永野が惨殺された際の映像(永野は室内にいたため殺害そのものの様子は写らなかったが、上記の犯人の侵入の様子および、窓際に置き去りにされた永野がストレッチャーで運ばれる様子が映像に残された)はNHKや民放テレビ各局で中継された。この時NHKは「子供には見せないでください」と慌ててアナウンサーが呼びかけた。その後発売された『FOCUS』では、犯人の一人が血塗れで断末魔の形相の永野を抱え、もう一人が銃剣を持つ写真が誌面を飾った。
読売新聞が読者投票で選ぶ1985年の日本10大ニュースでは、この惨殺事件が日本航空123便墜落事故に次いで第2位に選ばれた。
その後の詐欺事件の捜査で豊田商事が集めた金のほとんどが流用されて、残っていなかったことが判明するが、最高幹部が死亡したため、金の流れに関して解明が難しくなった。結果的に捜査に支障をきたしたため、犯人は関係者に口封じのために殺人を依頼されたのではないかといった憶測も流れた。
1986年3月12日、大阪地裁でそれぞれに懲役10年と懲役8年の実刑判決を言い渡された。それぞれが控訴し、1990年、1989年に刑が確定した。

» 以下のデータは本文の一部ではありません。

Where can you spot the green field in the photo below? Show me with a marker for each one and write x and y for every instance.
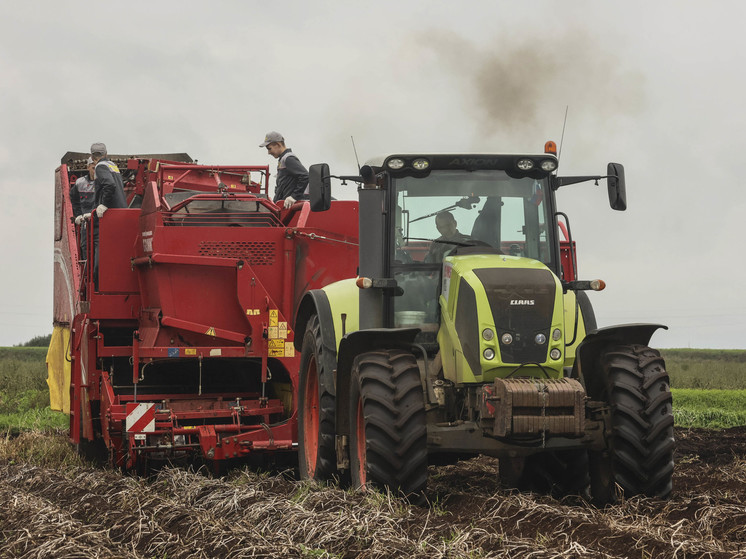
(24, 397)
(709, 388)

その後、犯人の一人は、周りにいたマスコミに犯行の示唆があったとして、4度再審請求をしたが、いずれも棄却されている。
その他
当時、似たような悪徳商法事件として騒がれていた投資ジャーナル事件を起こした中江滋樹会長が刺殺事件翌日の6月19日に逮捕された。これは前日の「永野刺殺」の二の舞を避けるための駆け込み逮捕と言われた。